Florida Atlantic University’s Department of Exceptional Student Education within the College of Education will launch the FAU Academy for Community Inclusion, a new higher education program for students with developmental disabilities, beginning in the spring 2016 semester. The Academy, led by Michael P. Brady, Ph.D., professor and chair of FAU’s Department of Exceptional Student Education, is the first-of-its-kind in Florida and will begin operation on FAU’s John D. MacArthur Campus in Jupiter. The program is made possible by a generous multi-year commitment from The Taft Foundation designated to provide funding for the program’s development, recruitment and personnel.
The U.S. Bureau of Labor Statistics reported that in 2014, only 17.1 percent of persons with intellectual and developmental disabilities in the nation are employed. Of this population, nearly 500,000 live in Florida, of which only 4 percent are employed. According to data from the Florida Department of Education, only 42 percent of the 2014 graduating students with disabilities from Palm Beach County indicated they would seek employment post school.
“The FAU Academy for Community Inclusion is such a welcome and natural addition to FAU, where we celebrate diversity and are dedicated to delivering the best in higher education,” said FAU President John Kelly. “A world of opportunity awaits all FAU students, whatever their abilities or interests might be. We are thrilled to be the only university in Florida to open this door for so many with sorely limited options to excel after high school graduation.”

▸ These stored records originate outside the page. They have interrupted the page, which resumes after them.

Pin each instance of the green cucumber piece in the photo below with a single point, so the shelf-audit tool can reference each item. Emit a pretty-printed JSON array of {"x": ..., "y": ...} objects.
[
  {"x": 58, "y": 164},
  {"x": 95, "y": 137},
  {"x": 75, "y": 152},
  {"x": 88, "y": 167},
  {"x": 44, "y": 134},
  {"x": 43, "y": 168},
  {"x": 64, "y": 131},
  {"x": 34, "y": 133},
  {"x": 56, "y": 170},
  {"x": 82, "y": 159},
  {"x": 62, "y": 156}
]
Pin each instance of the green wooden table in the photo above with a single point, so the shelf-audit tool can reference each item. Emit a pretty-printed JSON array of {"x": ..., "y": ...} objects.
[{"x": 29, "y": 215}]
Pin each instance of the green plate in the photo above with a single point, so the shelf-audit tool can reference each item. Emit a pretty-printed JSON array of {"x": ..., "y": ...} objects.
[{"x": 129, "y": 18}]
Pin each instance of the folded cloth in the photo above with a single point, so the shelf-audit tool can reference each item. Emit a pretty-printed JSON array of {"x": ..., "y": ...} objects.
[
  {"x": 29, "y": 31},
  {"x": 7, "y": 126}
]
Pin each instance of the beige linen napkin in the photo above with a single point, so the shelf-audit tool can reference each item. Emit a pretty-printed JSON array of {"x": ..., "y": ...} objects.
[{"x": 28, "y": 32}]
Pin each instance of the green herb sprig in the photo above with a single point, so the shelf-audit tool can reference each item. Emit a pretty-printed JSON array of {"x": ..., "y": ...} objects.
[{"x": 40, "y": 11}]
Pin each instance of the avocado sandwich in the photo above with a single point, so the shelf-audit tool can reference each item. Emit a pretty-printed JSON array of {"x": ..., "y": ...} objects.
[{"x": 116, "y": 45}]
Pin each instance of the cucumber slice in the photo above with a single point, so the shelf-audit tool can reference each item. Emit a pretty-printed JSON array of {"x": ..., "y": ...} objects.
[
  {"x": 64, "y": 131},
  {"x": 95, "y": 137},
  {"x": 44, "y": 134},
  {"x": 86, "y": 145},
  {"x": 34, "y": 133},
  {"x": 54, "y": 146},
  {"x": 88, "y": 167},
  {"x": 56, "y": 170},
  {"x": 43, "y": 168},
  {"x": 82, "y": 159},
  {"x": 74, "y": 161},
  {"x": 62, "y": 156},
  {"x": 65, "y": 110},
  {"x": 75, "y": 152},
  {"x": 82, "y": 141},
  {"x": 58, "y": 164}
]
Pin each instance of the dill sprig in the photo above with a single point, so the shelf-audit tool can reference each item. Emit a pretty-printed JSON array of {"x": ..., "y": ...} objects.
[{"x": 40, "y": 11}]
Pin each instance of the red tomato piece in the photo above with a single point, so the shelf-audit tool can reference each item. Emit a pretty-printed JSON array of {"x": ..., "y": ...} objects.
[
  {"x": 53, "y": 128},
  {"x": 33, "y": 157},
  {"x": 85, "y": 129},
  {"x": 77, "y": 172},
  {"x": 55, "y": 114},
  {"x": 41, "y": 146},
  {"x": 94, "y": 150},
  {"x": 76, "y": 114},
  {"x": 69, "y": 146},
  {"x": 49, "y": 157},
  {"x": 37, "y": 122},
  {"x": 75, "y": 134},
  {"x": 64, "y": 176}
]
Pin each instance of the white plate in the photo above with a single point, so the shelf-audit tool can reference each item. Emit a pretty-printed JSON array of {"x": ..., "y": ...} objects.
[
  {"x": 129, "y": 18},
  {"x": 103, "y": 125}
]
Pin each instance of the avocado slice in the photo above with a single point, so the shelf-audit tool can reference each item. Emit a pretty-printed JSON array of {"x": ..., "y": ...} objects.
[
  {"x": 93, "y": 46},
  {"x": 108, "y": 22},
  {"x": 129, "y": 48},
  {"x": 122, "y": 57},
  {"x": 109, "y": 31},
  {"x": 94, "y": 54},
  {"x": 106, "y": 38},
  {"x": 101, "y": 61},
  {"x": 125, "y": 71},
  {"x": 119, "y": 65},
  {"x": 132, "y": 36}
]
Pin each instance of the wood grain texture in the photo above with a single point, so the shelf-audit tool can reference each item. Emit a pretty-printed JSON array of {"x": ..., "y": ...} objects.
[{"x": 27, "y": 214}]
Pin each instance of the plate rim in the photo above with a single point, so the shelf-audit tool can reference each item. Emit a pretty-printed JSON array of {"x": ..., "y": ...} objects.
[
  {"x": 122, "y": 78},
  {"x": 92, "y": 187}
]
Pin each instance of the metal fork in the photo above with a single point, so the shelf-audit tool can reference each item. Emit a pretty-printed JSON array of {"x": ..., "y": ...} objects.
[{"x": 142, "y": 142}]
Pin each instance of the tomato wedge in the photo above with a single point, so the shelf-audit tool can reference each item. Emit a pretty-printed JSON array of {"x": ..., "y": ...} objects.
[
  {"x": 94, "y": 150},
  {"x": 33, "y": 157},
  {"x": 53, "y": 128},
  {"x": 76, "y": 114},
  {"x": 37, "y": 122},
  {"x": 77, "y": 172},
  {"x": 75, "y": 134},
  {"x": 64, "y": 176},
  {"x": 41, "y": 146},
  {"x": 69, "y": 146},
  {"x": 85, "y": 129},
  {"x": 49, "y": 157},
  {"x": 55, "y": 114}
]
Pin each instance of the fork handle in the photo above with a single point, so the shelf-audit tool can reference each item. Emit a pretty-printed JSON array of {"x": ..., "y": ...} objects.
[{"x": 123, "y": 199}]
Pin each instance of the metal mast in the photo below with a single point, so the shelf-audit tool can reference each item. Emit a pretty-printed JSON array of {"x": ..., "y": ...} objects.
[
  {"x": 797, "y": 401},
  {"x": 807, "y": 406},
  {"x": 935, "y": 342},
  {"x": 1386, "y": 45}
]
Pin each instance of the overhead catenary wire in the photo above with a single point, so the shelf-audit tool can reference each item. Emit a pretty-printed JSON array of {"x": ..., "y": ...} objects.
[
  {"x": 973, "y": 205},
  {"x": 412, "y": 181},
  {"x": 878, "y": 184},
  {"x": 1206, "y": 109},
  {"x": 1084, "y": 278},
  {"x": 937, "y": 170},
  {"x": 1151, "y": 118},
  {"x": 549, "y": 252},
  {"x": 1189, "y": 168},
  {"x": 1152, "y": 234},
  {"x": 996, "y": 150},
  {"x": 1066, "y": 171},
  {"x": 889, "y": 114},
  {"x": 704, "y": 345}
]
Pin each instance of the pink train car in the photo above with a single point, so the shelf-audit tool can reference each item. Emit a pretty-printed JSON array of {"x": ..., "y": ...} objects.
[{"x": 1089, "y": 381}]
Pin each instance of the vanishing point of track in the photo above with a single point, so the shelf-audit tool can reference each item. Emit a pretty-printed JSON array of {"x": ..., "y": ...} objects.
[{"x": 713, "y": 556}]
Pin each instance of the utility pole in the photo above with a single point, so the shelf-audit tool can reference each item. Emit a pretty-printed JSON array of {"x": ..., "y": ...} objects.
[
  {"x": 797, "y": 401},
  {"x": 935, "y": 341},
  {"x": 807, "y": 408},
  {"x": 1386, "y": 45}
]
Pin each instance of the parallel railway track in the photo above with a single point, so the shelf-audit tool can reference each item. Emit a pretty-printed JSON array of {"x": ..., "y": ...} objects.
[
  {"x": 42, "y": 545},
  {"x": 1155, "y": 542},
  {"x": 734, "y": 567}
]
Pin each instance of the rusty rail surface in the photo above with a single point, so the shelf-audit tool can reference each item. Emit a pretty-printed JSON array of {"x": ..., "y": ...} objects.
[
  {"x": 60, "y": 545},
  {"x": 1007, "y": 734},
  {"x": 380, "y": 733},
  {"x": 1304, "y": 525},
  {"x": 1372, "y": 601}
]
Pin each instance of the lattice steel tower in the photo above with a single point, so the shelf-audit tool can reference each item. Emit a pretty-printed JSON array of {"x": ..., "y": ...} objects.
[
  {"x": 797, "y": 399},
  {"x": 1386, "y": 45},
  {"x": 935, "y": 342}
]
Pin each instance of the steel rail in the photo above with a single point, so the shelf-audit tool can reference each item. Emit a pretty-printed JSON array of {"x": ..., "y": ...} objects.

The Academy is designed to provide students with intellectual and developmental disabilities who have completed high school with opportunities to earn certificates in “Supported Employment Skills,” “Supported Community Access” and “Supported Living Skills.” The curriculum will be under development for the first two years of the program and will include courses that focus on practical skills such as employability, study techniques, time management, soft skills for the workplace, personal finance, and internet safety. All FAU students will be eligible to register for these courses, which will be added to the University’s course catalog, encouraging community inclusion. There are similar programs in Florida, but none that are hosted entirely by a state university.
“A program like this has been needed in Florida for a long time – one that will tap the potential of those with developmental disabilities and prepare them for a future filled with purpose and the possibility for employment,” said Mary Lou Duffy, Ph.D., professor of exceptional student education and program coordinator. “The Academy will serve a population that is in great need for enrichment and educational opportunities after their high school graduation, and will offer programs suited to their needs in an inclusive higher education environment.”
FAU students and local employers who are open to hiring persons with intellectual and developmental disabilities will be an integral part of the program.
“We will be seeking graduate and undergraduate students enrolled at FAU to fill peer mentor and volunteer student positions, which are perfect opportunities for them to contribute to and learn from the Academy,” said Duffy. “Another big part of the process is securing employers in the immediate area who will work with us to develop appropriate jobs for this special population.”
Corporations such as PNC, Publix Supermarkets, and Courtyard by Marriott – who have locations in neighboring Abacoa – already have made commitments to expanding opportunities for this population and will be invited to join the Academy as partners. Employment experiences are a part of the certificate requirements, which will be supported by two full-time job coaches and an instructor.
Once the curriculum is fully formalized over the first two years, many Academy students will become eligible for federal financial aid. A second site for the Academy targeted for FAU’s Boca Raton campus will be launched when the program has been formalized at the Jupiter campus.